For Database Restore of a database that’s replicated in a DAG configuration, you first have to suspend the replication, otherwise the following error is seen in the Monitor tab:

The client name used NMMHOST2. The Exchange Server version used is Exchange 2013.

145369:nsrnmmrc: Initialization success — Exchange shell successfully initialized. Required for Exchange.

MailboxStore [DB01] is in replicated state, please suspend the replication on all DAG nodes and perform restore after that.

Also note that this restore can only be performed on the node that holds the active copy of the database.

2. GLR restore with ItemPoint:

Before trying GLR restore with ItemPoint, some preparatory steps have to be taken to meet all pre-requisites:

  1. Install 32 bit Outlook 2010/2013 on the server from where the restore will be performed. Outlook 2016 is currently not supported.

Microsoft does not recommend (or support) Outlook Installation on Exchange Server. Prior to NMM 9.2, ItemPoint could only be used on the Exchange server, which means outlook had to be installed on the Exchange server. However NMM 9.2 and greater allows ItemPoint GLR from a non-Exchange server (Proxy).

2. Ensure the user performing restore has send-as, receive-as permissions on the mailbox server to allow for browsing and restoring the mailboxes. Also make this user a member of the ‘Exchange Organization Management’ security group.

Also ItemPoint needs additional permission assignments to the user performing restore to allow for browsing and recovering mail items from any mailbox

Get-mailboxdatabase -identity db01 | add-adpermission -user nmm_svc -accessrights genericall



Get-mailbox | add-mailboxpermission -user nmm_svc -AccessRights FullAccess -InheritanceType All



For further information on this topic refer to ItemPoint documentation.

To perform ItemPoint GLR from a non-Exchange server ensure the following pre-requisites are met:

  1. The non-Exchange server would need to have same OS as the production Exchange server. You may be able to get away using a different OS on this host. Using the same OS will eliminate any complications. Check ItemPoint documentation on support for different OS.
  2. Install and configure a 32-bit Outlook 2010 or 32-bit Outlook 2013. Note outlook and MAPI/CDO [Messaging API and Collaboration Data Objects] software cannot co-exist on a host. If MAPI/CDO software is installed, uninstall it before installing outlook
  3. Install Networker client 9.2.x & NMM 9.2.x. For this article I’m using NMM 9.2.1.3
  4. Create a client resource for this host on the Networker server.

pic7.png

5. Grant remote access permissions to the user performing restore from this host. There are 2 ways to do this. Either add this user to a user group that has remote access privilege or add this user to the ‘remote access’ attribute of the DAG client resource.

Method 1: Adding the user performing the restore to the ‘Remote Access’ attribute of the client resource.

pic8.png

Method 2: Add the user to a user group that has ‘remote access’ privilege.

pic9.png

Once the above pre-requisites have been met, you are ready to perform GLR using itempoint.

To start the recovery, from NMM restore host, launch the NMM GUI as ‘administrator’. Then select the client from the drop down and then select ‘Exchange Recover Session’ => ‘Granular Level Recover’

pic11.png

Note this restore is being performed from a host that does not have Exchange server installed and as such NMM provides only the GLR option for restore. Since Exchange is not installed, Database Recovery or Restore to RDB cannot be performed.

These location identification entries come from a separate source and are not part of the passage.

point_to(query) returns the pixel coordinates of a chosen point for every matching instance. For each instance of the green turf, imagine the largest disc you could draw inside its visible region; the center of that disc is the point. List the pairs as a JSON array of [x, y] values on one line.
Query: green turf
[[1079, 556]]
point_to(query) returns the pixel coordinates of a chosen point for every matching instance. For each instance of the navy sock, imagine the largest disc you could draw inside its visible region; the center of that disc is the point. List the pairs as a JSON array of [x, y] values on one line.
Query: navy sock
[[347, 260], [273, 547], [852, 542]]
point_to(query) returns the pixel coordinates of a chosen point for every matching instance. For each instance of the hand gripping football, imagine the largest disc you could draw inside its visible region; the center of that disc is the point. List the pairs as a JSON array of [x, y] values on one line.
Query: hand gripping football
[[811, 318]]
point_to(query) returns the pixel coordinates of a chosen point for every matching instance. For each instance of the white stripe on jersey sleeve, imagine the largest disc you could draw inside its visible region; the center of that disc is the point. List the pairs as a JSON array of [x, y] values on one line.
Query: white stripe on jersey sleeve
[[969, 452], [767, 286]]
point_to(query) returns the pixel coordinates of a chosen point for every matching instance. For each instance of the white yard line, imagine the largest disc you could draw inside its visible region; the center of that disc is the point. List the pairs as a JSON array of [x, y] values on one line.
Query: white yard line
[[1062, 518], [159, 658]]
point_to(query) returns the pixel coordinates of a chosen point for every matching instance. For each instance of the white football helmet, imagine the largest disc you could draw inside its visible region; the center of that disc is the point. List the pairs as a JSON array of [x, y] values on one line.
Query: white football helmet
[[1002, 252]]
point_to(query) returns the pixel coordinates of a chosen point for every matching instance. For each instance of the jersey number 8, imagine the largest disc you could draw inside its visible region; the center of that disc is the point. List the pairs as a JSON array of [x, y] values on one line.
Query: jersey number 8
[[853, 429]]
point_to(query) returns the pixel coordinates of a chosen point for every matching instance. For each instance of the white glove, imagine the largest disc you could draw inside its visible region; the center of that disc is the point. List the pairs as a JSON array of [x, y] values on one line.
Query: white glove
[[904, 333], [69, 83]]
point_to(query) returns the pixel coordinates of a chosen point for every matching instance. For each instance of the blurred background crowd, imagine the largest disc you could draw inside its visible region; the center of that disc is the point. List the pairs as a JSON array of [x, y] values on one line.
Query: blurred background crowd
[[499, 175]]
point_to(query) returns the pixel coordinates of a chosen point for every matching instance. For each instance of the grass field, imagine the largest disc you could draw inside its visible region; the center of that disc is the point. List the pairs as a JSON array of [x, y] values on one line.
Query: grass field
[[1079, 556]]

From the browse window, select the desired client, browse time and database for restore and right click:



pic12.png



From the right click menu either choose ‘mount backup’ or ‘mount backup and run ItemPoint’. If you select ‘Mount backup’ then NMM will mount the backup and then you have to manually launch ItemPoint to restore from the mount points. ‘Mount backup and run ItemPoint’ is preferable as NMM GUI mounts the backup and then starts ItemPoint and auto fills the path for edb and log files:

pic13.png

Click ‘Finish’ and ItemPoint starts processing the log files and edb file:

pic14.png





Once the log and edb file is processed, ItemPoint GUI shows the content of the source database that was mounted. The next step is to open a target. This can be an Exchange server or a PST file. Here we open a target Exchange server, as we want to restore to a mailbox to the target server.



pic15.png



When you click ‘Open Target Exchange server’, you get the following choices. In ‘Select Target’ either choose to connect to a single mailbox or ‘All Mailboxes’. You would choose ‘All Mailboxes’ if you want to restore data to different mailboxes. Click ‘Next’







pic16.png







ItemPoint shows the number of mailboxes in the Target. Review and click ‘Close’

pic17.png

pic18.png

This output shows copy of mailbox ‘nmm_svc’ to the mailbox ‘blee’

pic19.png

If you need to restore a mailbox or mailbox items to a PST file, right click the mailbox / mail items and select ‘Export…’

pic20.png

(Only for Exchange server 2010 and Exchange Server 2013. With Exchange Server 2016 ItemPoint is the only choice for GLR)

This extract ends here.